About the FTE Equivalent Calculator

Full-Time Equivalent (FTE) is a standardized measure that converts all workers—full-time, part-time, and variable-hour—into a common unit based on hours worked. One FTE equals one employee working full-time hours (typically 40 hours/week or 2,080 hours/year). A part-time employee working 20 hours/week equals 0.5 FTE.

This FTE Equivalent Calculator converts your total workforce (full-time employees, part-time employees, and their average hours) into a standardized FTE count. This is essential for budgeting, benefits administration, ACA compliance thresholds, productivity metrics (revenue per FTE), and workforce planning.

FTE calculations are required for ACA employer mandate compliance (50 FTE threshold), FMLA eligibility (50 employees within 75 miles), WARN Act notice requirements, EEO-1 reporting, and many state-specific regulations. Getting the FTE count accurate prevents compliance gaps and ensures accurate workforce analytics.

When This Page Helps

Raw headcount mixes full-time and part-time employees, making comparisons and planning inaccurate. FTE standardizes your workforce count for budgeting, compliance, productivity metrics, and planning. This is especially critical for ACA compliance and benefits thresholds.

How to Use the Inputs

  1. Enter the number of full-time employees (working 30+ hours/week).
  2. Enter the number of part-time employees.
  3. Enter the average weekly hours worked by part-time employees.
  4. Enter the full-time standard (usually 40 hours/week).
  5. Review the total FTE count.
  6. Use the FTE count for budgeting, compliance reporting, and productivity metrics.
Formula used
Part-Time FTE = (Number of Part-Time Employees × Avg Part-Time Hours) / Full-Time Hours Total FTE = Full-Time Employees + Part-Time FTE

Example Calculation

Result: 100 FTE

Part-time FTE = (40 × 20) / 40 = 20 FTE. Total = 80 + 20 = 100 FTE. Total headcount is 120 but the workforce equivalent is 100 full-time workers.

Tips & Best Practices

  • For ACA purposes, full-time is 30+ hours/week or 130+ hours/month.
  • Include temporary and seasonal workers in FTE calculations for ACA compliance.
  • Round FTE to one decimal place for planning; use exact figures for compliance reporting.
  • Exclude independent contractors (1099 workers) from FTE counts.
  • Recalculate FTE monthly if you have significant seasonal workforce fluctuations.
  • Use FTE (not headcount) as the denominator for all per-employee productivity metrics.

FTE for Compliance

Multiple regulations reference employee counts: ACA employer mandate (50 FTE), FMLA (50 employees within 75 miles), WARN Act (100 employees), COBRA (20 employees), EEO-1 (100 employees).
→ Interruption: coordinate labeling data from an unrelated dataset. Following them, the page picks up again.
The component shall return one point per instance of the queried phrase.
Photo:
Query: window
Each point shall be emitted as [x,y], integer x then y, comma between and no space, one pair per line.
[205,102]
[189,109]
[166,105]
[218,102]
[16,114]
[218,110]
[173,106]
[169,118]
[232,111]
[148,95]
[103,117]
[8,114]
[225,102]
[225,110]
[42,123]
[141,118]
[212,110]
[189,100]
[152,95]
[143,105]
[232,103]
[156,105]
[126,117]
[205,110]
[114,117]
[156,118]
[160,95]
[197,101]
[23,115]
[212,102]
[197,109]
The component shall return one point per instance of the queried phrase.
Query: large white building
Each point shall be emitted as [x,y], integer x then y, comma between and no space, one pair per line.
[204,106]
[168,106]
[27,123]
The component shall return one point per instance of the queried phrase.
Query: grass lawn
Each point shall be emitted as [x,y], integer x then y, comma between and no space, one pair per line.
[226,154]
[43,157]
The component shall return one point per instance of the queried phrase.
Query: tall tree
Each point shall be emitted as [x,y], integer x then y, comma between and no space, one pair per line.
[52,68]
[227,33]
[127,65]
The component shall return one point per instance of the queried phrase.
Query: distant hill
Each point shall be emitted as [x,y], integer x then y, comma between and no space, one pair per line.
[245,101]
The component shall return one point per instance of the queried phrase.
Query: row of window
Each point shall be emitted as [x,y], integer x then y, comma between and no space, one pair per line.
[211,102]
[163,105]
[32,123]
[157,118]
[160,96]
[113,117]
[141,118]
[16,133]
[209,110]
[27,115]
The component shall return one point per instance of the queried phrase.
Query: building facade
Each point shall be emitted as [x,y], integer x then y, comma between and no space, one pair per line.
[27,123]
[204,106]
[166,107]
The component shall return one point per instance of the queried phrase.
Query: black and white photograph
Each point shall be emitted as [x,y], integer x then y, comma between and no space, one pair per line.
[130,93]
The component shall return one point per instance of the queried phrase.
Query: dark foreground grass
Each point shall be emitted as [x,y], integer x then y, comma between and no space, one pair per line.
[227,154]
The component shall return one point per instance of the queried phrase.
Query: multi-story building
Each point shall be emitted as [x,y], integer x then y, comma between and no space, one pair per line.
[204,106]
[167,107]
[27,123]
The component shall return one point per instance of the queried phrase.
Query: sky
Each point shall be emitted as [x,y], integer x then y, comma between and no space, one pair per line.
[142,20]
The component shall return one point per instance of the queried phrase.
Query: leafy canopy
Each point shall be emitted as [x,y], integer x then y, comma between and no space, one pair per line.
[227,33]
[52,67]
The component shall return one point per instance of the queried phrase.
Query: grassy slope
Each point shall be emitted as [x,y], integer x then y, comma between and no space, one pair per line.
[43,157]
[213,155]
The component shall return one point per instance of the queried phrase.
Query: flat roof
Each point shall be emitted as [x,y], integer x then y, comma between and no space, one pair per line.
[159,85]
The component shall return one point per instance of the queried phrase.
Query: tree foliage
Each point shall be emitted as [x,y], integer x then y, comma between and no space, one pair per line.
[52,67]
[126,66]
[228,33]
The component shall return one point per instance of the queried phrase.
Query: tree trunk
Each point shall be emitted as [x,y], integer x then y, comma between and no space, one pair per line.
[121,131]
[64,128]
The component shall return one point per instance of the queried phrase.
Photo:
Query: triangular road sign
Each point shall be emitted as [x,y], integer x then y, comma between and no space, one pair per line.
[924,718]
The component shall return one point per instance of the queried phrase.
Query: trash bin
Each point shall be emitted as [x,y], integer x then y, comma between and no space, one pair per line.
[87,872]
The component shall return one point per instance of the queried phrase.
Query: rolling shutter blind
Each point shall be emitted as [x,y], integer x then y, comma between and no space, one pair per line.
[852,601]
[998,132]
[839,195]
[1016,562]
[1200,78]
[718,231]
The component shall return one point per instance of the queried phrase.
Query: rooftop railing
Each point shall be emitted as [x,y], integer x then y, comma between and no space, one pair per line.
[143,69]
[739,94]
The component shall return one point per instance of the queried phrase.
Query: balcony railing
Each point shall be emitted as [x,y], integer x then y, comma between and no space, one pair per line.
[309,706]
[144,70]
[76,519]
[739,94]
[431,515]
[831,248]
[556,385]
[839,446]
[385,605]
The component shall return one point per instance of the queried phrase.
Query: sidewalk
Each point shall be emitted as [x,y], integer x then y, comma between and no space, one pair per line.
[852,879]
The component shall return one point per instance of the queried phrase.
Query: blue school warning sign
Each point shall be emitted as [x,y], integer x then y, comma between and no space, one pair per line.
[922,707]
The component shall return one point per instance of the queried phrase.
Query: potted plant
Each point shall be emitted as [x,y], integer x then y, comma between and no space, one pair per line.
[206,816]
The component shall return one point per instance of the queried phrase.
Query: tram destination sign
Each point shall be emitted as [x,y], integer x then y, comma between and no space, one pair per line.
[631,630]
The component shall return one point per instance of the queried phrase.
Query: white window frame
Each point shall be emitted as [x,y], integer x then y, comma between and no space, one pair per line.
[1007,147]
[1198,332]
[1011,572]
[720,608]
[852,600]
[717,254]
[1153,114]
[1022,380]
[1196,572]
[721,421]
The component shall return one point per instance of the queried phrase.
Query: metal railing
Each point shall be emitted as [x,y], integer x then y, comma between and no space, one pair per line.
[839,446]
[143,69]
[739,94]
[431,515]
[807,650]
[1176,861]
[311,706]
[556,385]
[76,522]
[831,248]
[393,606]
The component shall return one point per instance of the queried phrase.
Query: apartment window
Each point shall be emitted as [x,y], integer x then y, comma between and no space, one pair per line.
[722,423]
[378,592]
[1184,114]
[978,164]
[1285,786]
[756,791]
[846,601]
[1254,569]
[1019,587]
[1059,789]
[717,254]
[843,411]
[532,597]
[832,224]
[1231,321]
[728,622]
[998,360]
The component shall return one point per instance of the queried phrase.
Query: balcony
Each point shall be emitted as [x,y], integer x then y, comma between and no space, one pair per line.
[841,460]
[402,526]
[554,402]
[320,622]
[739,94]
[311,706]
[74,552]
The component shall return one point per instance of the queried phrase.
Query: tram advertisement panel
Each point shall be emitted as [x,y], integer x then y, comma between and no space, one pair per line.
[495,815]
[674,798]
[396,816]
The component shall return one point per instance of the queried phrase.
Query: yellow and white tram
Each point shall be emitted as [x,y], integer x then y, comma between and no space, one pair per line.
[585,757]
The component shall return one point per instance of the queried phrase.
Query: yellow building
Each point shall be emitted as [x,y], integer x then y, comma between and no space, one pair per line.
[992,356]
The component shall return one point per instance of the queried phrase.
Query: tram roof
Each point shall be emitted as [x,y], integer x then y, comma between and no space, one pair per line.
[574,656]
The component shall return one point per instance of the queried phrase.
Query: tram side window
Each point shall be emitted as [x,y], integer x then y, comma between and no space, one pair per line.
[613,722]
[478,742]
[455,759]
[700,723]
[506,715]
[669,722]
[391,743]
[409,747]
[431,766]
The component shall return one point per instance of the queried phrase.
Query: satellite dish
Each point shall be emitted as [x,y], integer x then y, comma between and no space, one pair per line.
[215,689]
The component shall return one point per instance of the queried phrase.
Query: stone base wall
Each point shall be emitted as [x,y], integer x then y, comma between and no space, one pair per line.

Each regulation may define "employee" differently, so verify which count method applies to each compliance obligation.

FTE in Budgeting and Finance

Finance teams use FTE to normalize cost metrics: cost per FTE, revenue per FTE, and labor cost as percentage of revenue per FTE. This prevents distortion from part-time employee counts and enables accurate year-over-year comparisons even as workforce composition changes.

Managing a Blended Workforce

Modern workforces blend full-time, part-time, temporary, contract, and gig workers. FTE provides a common language for discussing workforce capacity across all worker categories. Building workforce plans in FTE terms ensures you have adequate capacity regardless of the mix of employment arrangements.

Sources & Methodology

Last updated:

Frequently Asked Questions

  • A Full-Time Equivalent represents the total number of full-time positions your combined workforce equals. One FTE = one employee working the standard full-time schedule. Two half-time employees = 1 FTE. It standardizes mixed workforces into comparable units.